W049
Crisis and imag(e)ination: visual studies in and about crisis

Convenors:
Beate Engelbrecht (Max Planck Institute for the Study of Religious and Ethnic Diversity)
Nadine Wanono ( IMAf- CNRS)
Location:
Auxilia AX2
Start time:
25 August, 2010 at 11:30
Session slots:
3

Short abstract:

The current economic, political, and cultural crisis and its domino effect and the interconnectedness of the consequences, provides Audio-Visual Anthropological Studies with an opportunity to reflect on ethical, political, aesthetical and technical issues facing our discipline, while our fields of research approach new territories, defined by geopolitical boundaries or by epistemological frontiers.

Long abstract:

The way Visual Anthropology has been recognized as a discipline and its evolution towards new fields of research reflect on the vivid and unlimited imagination, which characterizes our field. From a more general standpoint, audio-visual studies are deeply concerned with the globalization process, not just from a technical point of view, but also with regard to conflicts, ethics and individual or collective identities. Since the world economic and political situation has a direct influence on our approach to our field of research, we propose collaborations with communities based on emergent forms of communication and interactions with the community (blogs, social networking sites, etc).
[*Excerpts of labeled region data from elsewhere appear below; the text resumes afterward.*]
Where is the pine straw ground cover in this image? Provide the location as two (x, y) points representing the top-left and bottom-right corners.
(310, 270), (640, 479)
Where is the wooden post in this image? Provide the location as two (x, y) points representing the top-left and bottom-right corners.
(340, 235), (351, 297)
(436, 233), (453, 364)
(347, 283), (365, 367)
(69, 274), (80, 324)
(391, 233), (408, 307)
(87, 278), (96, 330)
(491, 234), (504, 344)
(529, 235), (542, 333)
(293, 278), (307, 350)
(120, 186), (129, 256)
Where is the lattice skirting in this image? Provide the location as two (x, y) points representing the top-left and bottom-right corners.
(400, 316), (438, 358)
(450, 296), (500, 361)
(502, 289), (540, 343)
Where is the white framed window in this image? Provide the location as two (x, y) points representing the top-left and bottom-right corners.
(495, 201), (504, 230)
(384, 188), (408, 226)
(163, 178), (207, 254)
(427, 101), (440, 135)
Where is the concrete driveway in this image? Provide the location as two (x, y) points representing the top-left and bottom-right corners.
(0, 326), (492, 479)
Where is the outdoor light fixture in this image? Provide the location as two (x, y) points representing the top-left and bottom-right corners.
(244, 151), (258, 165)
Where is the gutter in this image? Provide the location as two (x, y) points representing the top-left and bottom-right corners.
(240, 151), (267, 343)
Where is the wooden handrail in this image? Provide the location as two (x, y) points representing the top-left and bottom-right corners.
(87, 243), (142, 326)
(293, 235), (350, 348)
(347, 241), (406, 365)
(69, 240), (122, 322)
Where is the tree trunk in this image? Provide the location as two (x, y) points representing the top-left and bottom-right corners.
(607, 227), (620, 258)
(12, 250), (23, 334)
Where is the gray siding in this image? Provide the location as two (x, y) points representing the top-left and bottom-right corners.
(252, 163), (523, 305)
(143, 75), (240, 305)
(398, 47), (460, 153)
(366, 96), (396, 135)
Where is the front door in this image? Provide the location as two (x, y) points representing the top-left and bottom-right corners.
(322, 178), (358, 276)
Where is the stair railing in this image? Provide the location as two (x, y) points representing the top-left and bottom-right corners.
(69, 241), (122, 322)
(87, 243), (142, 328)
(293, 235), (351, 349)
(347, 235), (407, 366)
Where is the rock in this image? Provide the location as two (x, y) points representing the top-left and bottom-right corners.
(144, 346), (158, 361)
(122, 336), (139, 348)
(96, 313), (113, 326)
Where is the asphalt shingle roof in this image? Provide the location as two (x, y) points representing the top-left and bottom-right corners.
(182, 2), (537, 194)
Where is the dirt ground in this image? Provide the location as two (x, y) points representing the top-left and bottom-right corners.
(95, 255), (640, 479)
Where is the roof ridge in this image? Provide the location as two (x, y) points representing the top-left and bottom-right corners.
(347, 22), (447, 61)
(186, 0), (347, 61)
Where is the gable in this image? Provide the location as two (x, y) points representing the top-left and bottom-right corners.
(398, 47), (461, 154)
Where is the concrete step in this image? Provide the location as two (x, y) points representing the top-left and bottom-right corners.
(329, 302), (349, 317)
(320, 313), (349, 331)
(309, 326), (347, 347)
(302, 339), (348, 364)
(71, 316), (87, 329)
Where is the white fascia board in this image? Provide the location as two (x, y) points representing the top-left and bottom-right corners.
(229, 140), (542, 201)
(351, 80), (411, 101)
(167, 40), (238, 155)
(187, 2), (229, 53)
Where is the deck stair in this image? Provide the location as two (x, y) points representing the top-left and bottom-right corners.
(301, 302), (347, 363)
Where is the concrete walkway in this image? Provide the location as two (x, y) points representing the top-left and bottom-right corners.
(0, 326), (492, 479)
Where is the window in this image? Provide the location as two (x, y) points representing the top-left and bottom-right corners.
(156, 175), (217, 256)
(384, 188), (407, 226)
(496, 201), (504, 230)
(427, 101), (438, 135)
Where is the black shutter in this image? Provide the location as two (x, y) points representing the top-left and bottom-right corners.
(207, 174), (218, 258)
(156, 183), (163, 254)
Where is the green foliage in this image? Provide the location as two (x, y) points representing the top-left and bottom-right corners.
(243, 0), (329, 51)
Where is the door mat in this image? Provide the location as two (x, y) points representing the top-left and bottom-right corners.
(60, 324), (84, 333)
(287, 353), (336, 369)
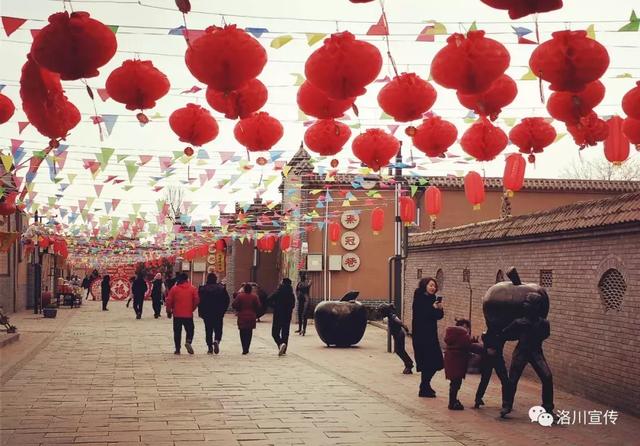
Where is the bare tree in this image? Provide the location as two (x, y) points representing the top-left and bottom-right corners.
(560, 157), (640, 181)
(164, 185), (184, 223)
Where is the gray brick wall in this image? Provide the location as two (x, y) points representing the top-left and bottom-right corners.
(403, 230), (640, 414)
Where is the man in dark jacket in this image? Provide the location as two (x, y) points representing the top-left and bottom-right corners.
(198, 273), (229, 355)
(267, 277), (296, 356)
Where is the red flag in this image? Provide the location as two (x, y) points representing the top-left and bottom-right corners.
(2, 16), (27, 37)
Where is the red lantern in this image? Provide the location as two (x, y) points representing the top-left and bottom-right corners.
(509, 116), (556, 162)
(233, 112), (284, 152)
(0, 93), (16, 124)
(304, 31), (382, 99)
(464, 171), (484, 211)
(400, 197), (416, 226)
(351, 129), (400, 172)
(105, 60), (170, 110)
(297, 81), (356, 119)
(547, 81), (605, 125)
(529, 31), (609, 92)
(604, 116), (629, 166)
(304, 119), (351, 156)
(329, 221), (341, 245)
(424, 186), (442, 221)
(207, 79), (269, 119)
(280, 234), (291, 252)
(169, 104), (218, 146)
(622, 81), (640, 119)
(0, 192), (18, 216)
(378, 73), (438, 122)
(481, 0), (562, 20)
(371, 208), (384, 235)
(411, 116), (458, 157)
(502, 153), (527, 197)
(622, 118), (640, 150)
(457, 74), (518, 121)
(567, 112), (609, 150)
(431, 31), (511, 94)
(31, 11), (118, 81)
(20, 55), (80, 139)
(185, 25), (267, 92)
(460, 118), (509, 161)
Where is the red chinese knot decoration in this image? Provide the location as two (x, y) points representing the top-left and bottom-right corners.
(431, 31), (511, 94)
(304, 31), (382, 99)
(351, 129), (400, 172)
(31, 11), (118, 81)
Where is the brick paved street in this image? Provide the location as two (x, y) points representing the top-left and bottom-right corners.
(0, 302), (640, 446)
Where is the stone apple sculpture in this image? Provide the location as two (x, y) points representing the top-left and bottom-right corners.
(313, 291), (367, 347)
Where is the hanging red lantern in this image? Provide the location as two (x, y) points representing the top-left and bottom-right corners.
(424, 186), (442, 221)
(411, 116), (458, 157)
(547, 81), (605, 125)
(233, 112), (284, 152)
(464, 171), (484, 211)
(529, 30), (609, 92)
(604, 116), (629, 166)
(0, 93), (16, 124)
(20, 55), (80, 139)
(502, 153), (527, 197)
(399, 197), (416, 226)
(207, 79), (269, 119)
(105, 60), (170, 117)
(0, 192), (18, 217)
(457, 74), (518, 121)
(460, 117), (509, 161)
(304, 119), (351, 156)
(371, 208), (384, 235)
(567, 112), (609, 150)
(184, 25), (267, 92)
(296, 81), (356, 119)
(280, 234), (291, 252)
(622, 118), (640, 150)
(622, 81), (640, 119)
(169, 104), (218, 146)
(329, 221), (341, 245)
(509, 118), (556, 162)
(378, 73), (438, 122)
(431, 31), (511, 94)
(480, 0), (562, 20)
(351, 129), (400, 172)
(31, 11), (118, 81)
(304, 31), (382, 99)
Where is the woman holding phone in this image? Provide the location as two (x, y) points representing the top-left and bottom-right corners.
(411, 277), (444, 398)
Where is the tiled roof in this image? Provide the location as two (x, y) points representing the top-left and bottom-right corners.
(409, 192), (640, 249)
(302, 173), (640, 193)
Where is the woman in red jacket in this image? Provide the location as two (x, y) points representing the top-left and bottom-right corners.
(231, 284), (261, 355)
(166, 273), (200, 355)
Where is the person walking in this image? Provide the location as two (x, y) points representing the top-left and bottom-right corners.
(198, 273), (230, 355)
(151, 273), (164, 319)
(100, 274), (111, 311)
(131, 273), (148, 319)
(411, 277), (444, 398)
(267, 277), (296, 356)
(295, 273), (311, 336)
(166, 273), (200, 355)
(231, 283), (261, 355)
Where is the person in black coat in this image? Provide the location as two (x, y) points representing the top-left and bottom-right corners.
(198, 273), (230, 355)
(100, 274), (111, 311)
(411, 277), (444, 398)
(267, 277), (296, 356)
(131, 273), (148, 319)
(151, 273), (164, 319)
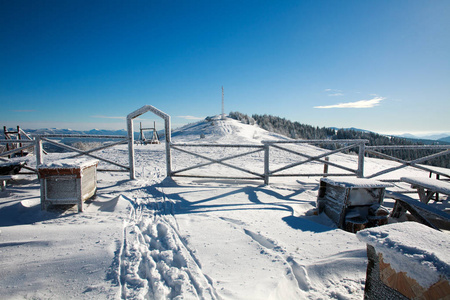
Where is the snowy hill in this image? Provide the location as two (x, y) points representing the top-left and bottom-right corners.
(0, 117), (448, 299)
(172, 116), (287, 144)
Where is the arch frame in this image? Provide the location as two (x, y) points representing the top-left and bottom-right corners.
(127, 105), (172, 179)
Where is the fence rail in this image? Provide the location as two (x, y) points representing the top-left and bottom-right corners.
(365, 145), (450, 181)
(0, 134), (130, 173)
(36, 134), (130, 172)
(170, 143), (264, 179)
(170, 139), (450, 184)
(263, 140), (368, 184)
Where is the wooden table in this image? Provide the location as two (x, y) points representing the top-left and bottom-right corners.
(400, 177), (450, 203)
(317, 177), (392, 232)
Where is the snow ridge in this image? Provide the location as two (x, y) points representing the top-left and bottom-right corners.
(118, 182), (218, 299)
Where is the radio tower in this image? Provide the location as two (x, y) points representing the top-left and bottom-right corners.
(222, 85), (225, 120)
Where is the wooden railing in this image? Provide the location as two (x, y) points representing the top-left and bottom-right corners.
(365, 145), (450, 181)
(263, 140), (368, 184)
(35, 134), (130, 172)
(170, 143), (265, 179)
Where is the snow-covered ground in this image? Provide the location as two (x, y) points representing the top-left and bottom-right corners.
(0, 119), (448, 299)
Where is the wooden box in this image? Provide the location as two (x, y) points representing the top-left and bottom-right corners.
(38, 159), (98, 212)
(317, 178), (392, 232)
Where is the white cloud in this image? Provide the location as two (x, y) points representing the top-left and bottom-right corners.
(314, 97), (386, 108)
(325, 89), (344, 97)
(91, 115), (126, 120)
(177, 116), (203, 120)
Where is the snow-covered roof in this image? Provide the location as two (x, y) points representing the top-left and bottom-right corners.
(400, 177), (450, 195)
(38, 158), (99, 169)
(357, 222), (450, 288)
(320, 177), (392, 188)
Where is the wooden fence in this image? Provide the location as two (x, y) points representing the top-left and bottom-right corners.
(170, 140), (368, 184)
(0, 134), (450, 184)
(365, 145), (450, 182)
(35, 134), (130, 172)
(170, 143), (265, 179)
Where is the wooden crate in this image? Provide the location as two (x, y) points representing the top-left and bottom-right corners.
(38, 159), (98, 212)
(317, 177), (392, 232)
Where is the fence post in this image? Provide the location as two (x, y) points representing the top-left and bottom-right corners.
(127, 118), (136, 179)
(356, 142), (366, 178)
(164, 116), (172, 177)
(264, 143), (269, 185)
(35, 136), (44, 168)
(323, 156), (330, 177)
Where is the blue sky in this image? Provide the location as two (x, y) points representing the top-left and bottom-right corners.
(0, 0), (450, 133)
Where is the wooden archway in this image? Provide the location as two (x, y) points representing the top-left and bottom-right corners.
(127, 105), (172, 179)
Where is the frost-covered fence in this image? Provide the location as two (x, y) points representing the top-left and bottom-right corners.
(170, 140), (367, 184)
(0, 139), (35, 162)
(365, 145), (450, 181)
(35, 134), (130, 172)
(263, 140), (368, 184)
(0, 137), (37, 174)
(170, 143), (264, 179)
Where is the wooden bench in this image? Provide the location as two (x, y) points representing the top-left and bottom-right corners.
(385, 191), (450, 230)
(400, 177), (450, 204)
(0, 175), (23, 191)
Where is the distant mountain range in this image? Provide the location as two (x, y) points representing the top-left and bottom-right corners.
(399, 133), (450, 143)
(331, 127), (450, 143)
(25, 128), (127, 136)
(3, 127), (450, 144)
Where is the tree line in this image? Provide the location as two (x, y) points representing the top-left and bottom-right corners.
(229, 112), (450, 168)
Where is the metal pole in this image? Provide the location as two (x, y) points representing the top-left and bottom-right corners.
(264, 144), (269, 185)
(164, 116), (172, 177)
(356, 142), (366, 178)
(36, 136), (44, 165)
(127, 118), (136, 179)
(323, 156), (330, 177)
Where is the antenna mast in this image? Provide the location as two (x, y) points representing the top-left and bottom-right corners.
(222, 85), (225, 120)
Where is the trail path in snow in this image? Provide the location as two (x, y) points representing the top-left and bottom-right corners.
(0, 119), (448, 299)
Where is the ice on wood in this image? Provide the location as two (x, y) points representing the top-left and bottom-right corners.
(357, 222), (450, 288)
(401, 177), (450, 195)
The diversity and the multicultural aspects of the societies we work with, require a close re-examination of the audio-visual means used to represent multi-ethnic identities and innovative strands to refresh the representation process we are usually involved with. Paradoxically, the flow of pictures and sounds produced on computers, mobile phones and GPS and distributed on social networking sites like Facebook, Twitter, Flickr, etc. while trivializing the uses of audiovisual messages, simultaneously inspires the creation of new forms of enquiry, collective data sharing, collaborative methodologies and also the circulation of new tools of communication and representation using open source software. We are looking for papers that reflect on how the present economic, political, ethical and technical crisis have shaped and influenced visual anthropology, our discipline. We would also be interested in papers that address the way visual anthropology, by introducing imaginative and innovative strategies to properly render the complexity of political, economical and cultural exchanges, are actively challenging the boundaries of our discipline.